We Like Marshmallows and We Cannot Wait

Finding relationships between so many factors and a specific outcome is tricky. In the physical sciences, we often have enough control so that we can focus on one element while keeping the other factors constant. In the social sciences, like education, it is generally arduous if not impossible. Thus, we need to be more cautious when presented correlations in this field because more often than not, we can entirely miss the big picture. And with our penchant for silver bullets, we are more than likely to arrive at the wrong conclusion.

A video of physicist Dr. Michio Kaku, interviewed by Tom Bilyeu, has recently gone viral on Facebook. It has been viewed more than 14 million times during the past three weeks. Uploaded by Goalcast, the video comes with this text, "World-renowned physicist Michio Kaku reveals how a simple test using marshmallows can predict how successful you can become." The marshmallow test, first presented by Shoda, Mischel and Peake, measures a young child's ability to delay gratification. This ability has been shown to correlate with success later in life as measured by SAT scores and parent-reported self-regulatory competency. Based on these findings, Michio Kaku then jumps to the conclusion that the marshmallow test is the only measure that can really predict success in later life. Of course, this is wrong. First, the original study is on a highly selective sample. Second, as Kaku mentions briefly in the video, children growing up in poverty are often focused on the present.

Marshmallow Test
After asking which of the objects in the choice (e.g, one or two marshmallows) the subject preferred, the experimenter introduced the child to the contingency: The experimenter indicated that she or he had to go out of the room then but that "if you wait until I come back by myself then you can have this one [pointing to the preferred object]. If you don't want to wait you can ring the bell and bring me back any time you want to. But if you ring the bell then you can't have this one [pointing to the preferred object], but you can have that one [pointing to the less preferred object]" 
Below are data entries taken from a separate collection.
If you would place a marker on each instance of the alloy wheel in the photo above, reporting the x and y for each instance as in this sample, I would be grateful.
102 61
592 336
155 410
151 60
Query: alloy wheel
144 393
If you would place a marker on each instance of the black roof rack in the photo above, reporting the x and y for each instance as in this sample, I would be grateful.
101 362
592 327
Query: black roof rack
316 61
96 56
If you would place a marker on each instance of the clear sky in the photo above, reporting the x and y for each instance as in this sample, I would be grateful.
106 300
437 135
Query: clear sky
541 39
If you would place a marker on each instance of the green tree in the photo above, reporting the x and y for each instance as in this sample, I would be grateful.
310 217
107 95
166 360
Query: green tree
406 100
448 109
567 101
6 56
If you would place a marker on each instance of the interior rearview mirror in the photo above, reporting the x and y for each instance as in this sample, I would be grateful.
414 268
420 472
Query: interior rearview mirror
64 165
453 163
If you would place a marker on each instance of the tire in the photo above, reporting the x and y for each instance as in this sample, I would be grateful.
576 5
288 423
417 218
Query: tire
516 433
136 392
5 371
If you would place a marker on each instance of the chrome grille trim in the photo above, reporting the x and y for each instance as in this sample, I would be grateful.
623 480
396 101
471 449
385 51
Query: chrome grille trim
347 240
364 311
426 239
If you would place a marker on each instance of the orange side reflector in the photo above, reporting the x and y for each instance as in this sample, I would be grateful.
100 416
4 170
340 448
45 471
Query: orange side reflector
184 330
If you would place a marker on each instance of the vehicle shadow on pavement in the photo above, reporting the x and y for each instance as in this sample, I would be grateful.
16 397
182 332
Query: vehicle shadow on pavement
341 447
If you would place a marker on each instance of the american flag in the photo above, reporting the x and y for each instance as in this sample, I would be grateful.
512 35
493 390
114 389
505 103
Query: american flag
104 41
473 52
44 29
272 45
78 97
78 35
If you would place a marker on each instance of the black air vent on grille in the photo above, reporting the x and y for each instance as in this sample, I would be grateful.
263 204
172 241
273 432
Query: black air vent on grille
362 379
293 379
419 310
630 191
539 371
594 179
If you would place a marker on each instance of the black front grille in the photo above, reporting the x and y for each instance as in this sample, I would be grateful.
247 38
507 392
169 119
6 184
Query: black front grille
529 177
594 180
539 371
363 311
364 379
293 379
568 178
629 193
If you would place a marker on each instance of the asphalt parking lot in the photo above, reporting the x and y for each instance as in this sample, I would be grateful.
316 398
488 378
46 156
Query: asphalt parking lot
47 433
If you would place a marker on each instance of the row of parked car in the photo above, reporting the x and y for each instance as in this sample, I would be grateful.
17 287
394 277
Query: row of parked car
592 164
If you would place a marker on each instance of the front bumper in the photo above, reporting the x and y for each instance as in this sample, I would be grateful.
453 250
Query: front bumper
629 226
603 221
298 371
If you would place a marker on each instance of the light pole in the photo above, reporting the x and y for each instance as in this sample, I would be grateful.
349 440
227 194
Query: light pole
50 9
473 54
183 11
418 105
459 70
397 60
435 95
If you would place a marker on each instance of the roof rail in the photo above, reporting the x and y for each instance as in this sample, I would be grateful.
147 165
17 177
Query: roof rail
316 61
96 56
-Shoda, Y., Mischel, W., & Peake, P. K. (1990). 
Predicting adolescent cognitive and self-regulatory competencies from 
preschool delay of gratification: Identifying diagnostic conditions. 
Developmental Psychology, 26, 978–986.




A new study published in the journal Psychological Science has revisited the marshmallow test and finds that the correlation between a child's ability to delay gratification and adolescent achievement and socioemotional behavior is really weak. The graph below summarizes the results.

Above copied from
Revisiting the Marshmallow Test: A Conceptual Replication Investigating Links Between Early Delay of Gratification and Later Outcomes. Tyler W. Watts, Greg J. Duncan, and Haonan Quan. Psychological Science. First Published May 25, 2018

It is amazing that this study was published days after the video of Michio Kaku was uploaded by Goalcast. This new study has a much bigger and more representative sample. Although the graph shown above only includes children from homes with mothers that have no college degree (a proxy for socioeconomic status), similar results are seen with children of college graduates. The correlation with academic achievement (which is already small to begin with) is already exhausted at 20 seconds of waiting time. And the correlation becomes insignificant when other factors are brought into the equation.

It is important that we recognize that the marshmallow test, like other attractive "silver bullets" in education, is a myth. We are reminded by the authors of the new study,
When considering how our results might inform
intervention development, recall that models with controls
for concurrent measures of cognitive skills and
behavior reduced the association between delay of
gratification and age-15 achievement to nearly zero.
This implies that an intervention that altered a child’s
ability to delay but failed to change more general cognitive
and behavioral capacities would likely have limited
effects on later outcomes. If intervention developers
hope to generate program impacts that replicate the
long-term marshmallow test findings, targeting the
broader cognitive and behavioral abilities related to
delay of gratification might prove more fruitful.

Sadly, this new study exposing the myth of the marshmallow test is not likely to go viral.